Appendix of “ConFiT: Fine-Tuning Continually without Representational Shift”

1 Proofs

1.1 Proof of Theorem 1

Theorem 1.

Suppose $Conv(\cdot)$ denotes a 2D-Conv layer with $stride=1$ and $padding=kernelsize-1$ , and its output has a shape of $B\times C^{\prime}\times H^{\prime}\times W^{\prime}$ . Then:

	$\displaystyle\frac{1}{BH^{\prime}W^{\prime}}\sum_{b=1}^{B}\sum_{h=1}^{H^{\prime}}\sum_{w=1}^{W^{\prime}}$	$\displaystyle Conv(\boldsymbol{a})_{b,:,h,w}=$
	$\displaystyle\frac{1}{BH^{\prime}W^{\prime}}\sum_{b=1}^{B}\sum_{h=1}^{H^{\prime}}\sum_{w=1}^{W^{\prime}}$	$\displaystyle Conv(AvgPool_{DP}(\boldsymbol{a}))_{b,:,h,w}$

Proof.

Without loss of generality, we suppose the Conv layer does not have bias parameter.

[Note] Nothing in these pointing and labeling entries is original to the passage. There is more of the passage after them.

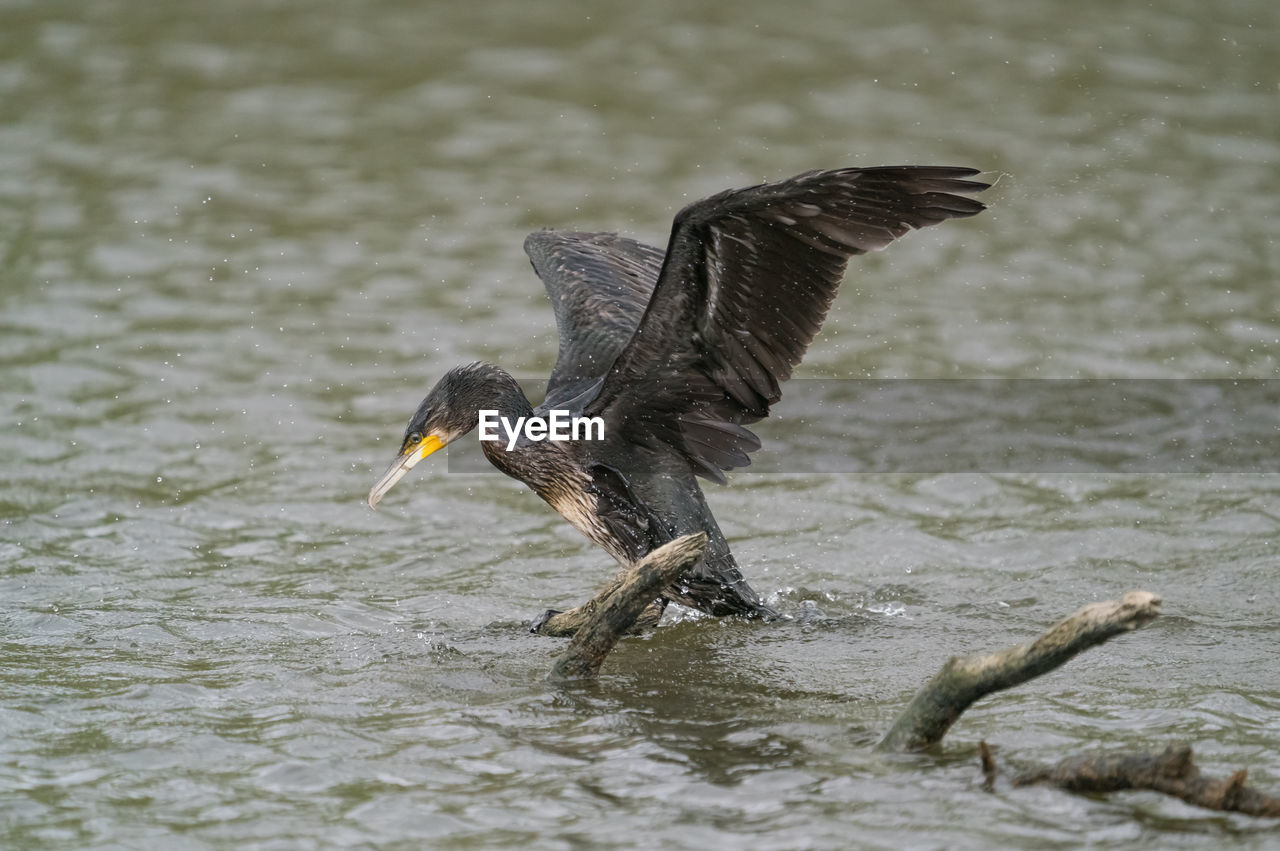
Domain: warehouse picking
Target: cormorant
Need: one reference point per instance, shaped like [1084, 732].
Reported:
[676, 352]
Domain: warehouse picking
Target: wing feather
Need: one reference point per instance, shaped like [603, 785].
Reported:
[745, 286]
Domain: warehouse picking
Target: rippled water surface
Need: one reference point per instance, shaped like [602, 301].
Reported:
[238, 241]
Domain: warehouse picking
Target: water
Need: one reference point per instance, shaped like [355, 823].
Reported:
[241, 239]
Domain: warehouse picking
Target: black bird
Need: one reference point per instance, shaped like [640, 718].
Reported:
[677, 351]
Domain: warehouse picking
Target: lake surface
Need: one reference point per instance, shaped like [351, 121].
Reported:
[241, 239]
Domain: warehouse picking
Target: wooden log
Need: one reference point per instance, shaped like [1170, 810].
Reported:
[964, 680]
[1171, 773]
[615, 611]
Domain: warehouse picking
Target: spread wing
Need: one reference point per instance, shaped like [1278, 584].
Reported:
[745, 286]
[599, 286]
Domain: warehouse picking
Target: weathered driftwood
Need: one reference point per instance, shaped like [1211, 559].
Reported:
[964, 680]
[1171, 773]
[616, 608]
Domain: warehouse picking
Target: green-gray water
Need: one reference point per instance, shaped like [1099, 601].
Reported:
[241, 239]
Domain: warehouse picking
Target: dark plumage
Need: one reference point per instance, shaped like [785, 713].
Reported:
[679, 351]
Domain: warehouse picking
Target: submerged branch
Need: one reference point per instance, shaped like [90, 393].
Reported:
[1171, 773]
[615, 609]
[964, 680]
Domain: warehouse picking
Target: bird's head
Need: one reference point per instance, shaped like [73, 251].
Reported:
[447, 413]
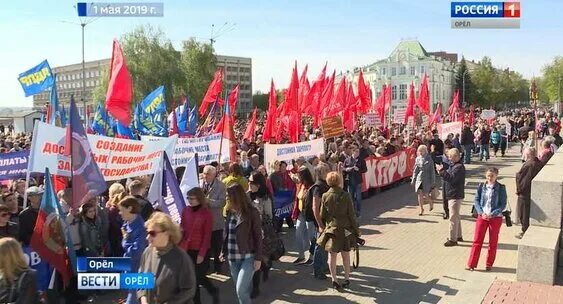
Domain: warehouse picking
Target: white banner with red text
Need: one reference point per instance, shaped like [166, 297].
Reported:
[383, 171]
[206, 147]
[117, 158]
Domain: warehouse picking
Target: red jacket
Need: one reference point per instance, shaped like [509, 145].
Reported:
[196, 229]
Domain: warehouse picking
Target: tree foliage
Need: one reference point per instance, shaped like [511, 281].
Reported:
[498, 87]
[550, 82]
[153, 61]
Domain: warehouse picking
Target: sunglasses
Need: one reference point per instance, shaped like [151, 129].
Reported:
[153, 233]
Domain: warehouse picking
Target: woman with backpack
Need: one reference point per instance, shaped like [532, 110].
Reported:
[490, 201]
[18, 282]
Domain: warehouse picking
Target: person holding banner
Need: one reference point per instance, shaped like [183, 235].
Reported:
[18, 282]
[424, 177]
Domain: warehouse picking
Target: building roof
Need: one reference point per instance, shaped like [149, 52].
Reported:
[410, 46]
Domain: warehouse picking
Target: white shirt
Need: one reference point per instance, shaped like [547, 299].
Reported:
[487, 209]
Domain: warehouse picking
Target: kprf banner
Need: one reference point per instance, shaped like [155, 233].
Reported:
[117, 158]
[37, 79]
[288, 152]
[13, 165]
[449, 128]
[383, 171]
[206, 147]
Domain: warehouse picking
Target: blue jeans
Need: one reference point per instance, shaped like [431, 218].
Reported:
[242, 273]
[304, 234]
[355, 191]
[467, 154]
[484, 152]
[320, 260]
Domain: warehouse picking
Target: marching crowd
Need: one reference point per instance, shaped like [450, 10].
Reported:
[229, 225]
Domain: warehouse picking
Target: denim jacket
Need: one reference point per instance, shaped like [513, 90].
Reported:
[498, 200]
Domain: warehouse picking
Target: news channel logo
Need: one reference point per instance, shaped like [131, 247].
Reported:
[485, 15]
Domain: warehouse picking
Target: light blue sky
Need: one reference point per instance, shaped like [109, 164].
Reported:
[274, 33]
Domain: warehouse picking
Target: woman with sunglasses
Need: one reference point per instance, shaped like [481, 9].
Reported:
[175, 280]
[243, 241]
[197, 226]
[134, 236]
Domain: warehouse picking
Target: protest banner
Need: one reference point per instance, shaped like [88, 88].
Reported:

We denote its kernel size as $K$ , and its weight parameter as $\boldsymbol{W}\in\mathbb{R}^{C\times C^{\prime}\times K\times K}$ . When padding size is $K-1$ , the input $a$ is zero-padded to $\boldsymbol{a}^{\prime}\in\mathbb{R}^{B\times C^{\prime}\times(H^{\prime}+2K-2)\times(W^{\prime}+2K-2)}$ . We have:

		$\displaystyle\frac{1}{BH^{\prime}W^{\prime}}\sum_{b=1}^{B}\sum_{h=1}^{H^{\prime}}\sum_{w=1}^{W^{\prime}}Conv(\boldsymbol{a})_{b,:,h,w}$
	$\displaystyle=$	$\displaystyle\frac{1}{BH^{\prime}W^{\prime}}\sum_{b=1}^{B}\sum_{h=1}^{H}\sum_{w=1}^{W}\sum_{c=1}^{C}\sum_{i=1}^{K}\sum_{j=1}^{K}\boldsymbol{W}_{c,:,i,j}\boldsymbol{a}^{\prime}_{b,c,h+i-1,w+j-1}$
	$\displaystyle=$	$\displaystyle\frac{1}{BH^{\prime}W^{\prime}}\sum_{c=1}^{C}\sum_{i=1}^{K}\sum_{j=1}^{K}(\boldsymbol{W}_{c,:,i,j}$
		$\displaystyle\quad\quad\quad\quad\quad\quad\sum_{b=1}^{B}\sum_{h=1}^{H}\sum_{w=1}^{W}\boldsymbol{a}^{\prime}_{b,c,h+i-1,w+j-1})$
	$\displaystyle=$	$\displaystyle\frac{1}{BH^{\prime}W^{\prime}}\sum_{c=1}^{C}(\sum_{i=1}^{K}\sum_{j=1}^{K}\boldsymbol{W}_{c,:,i,j}\sum_{b=1}^{B}\sum_{h=1}^{H}\sum_{w=1}^{W}\boldsymbol{a}_{b,c,h,w})$
	$\displaystyle=$	$\displaystyle\frac{1}{BH^{\prime}W^{\prime}}\sum_{c=1}^{C}(\sum_{i=1}^{K}\sum_{j=1}^{K}\boldsymbol{W}_{c,:,i,j}$
		$\displaystyle\quad\quad\quad\quad\quad\quad\sum_{b=1}^{B}\sum_{h=1}^{H}\sum_{w=1}^{W}AvgPool_{DP}(\boldsymbol{a})_{b,c,h,w})$

	$\displaystyle=$	$\displaystyle\frac{1}{BH^{\prime}W^{\prime}}\sum_{c=1}^{C}\sum_{i=1}^{K}\sum_{j=1}^{K}(\boldsymbol{W}_{c,:,i,j}$
		$\displaystyle\quad\quad\quad\quad\quad\sum_{b=1}^{B}\sum_{h=1}^{H}\sum_{w=1}^{W}AvgPool_{DP}(\boldsymbol{a})^{\prime}_{b,c,h+i-1,w+j-1})$
	$\displaystyle=$	$\displaystyle\frac{1}{BH^{\prime}W^{\prime}}\sum_{b=1}^{B}\sum_{h=1}^{H^{\prime}}\sum_{w=1}^{W^{\prime}}Conv(AvgPool_{DP}(\boldsymbol{a}))_{b,:,h,w}$

∎

If $stride\neq 1$ , we suppose $stride=2$ as an instance. We can transform the convolution with $stride=2$ into 4 convolutions with $stride=1$ , by breaking down both $\boldsymbol{a}$ and $\boldsymbol{W}$ as Figure 1. Then the theorem still holds for each of the 4 convolutions. Meanwhile, we need to store 4 pre-convolution means with respect to the 4 part of $\boldsymbol{a}$ . Similarly, if $stride=m$ , we just need to transform the convolution into $m^{2}$ convolutions with $stride=1$ , and store $m^{2}$ pre-convolution means.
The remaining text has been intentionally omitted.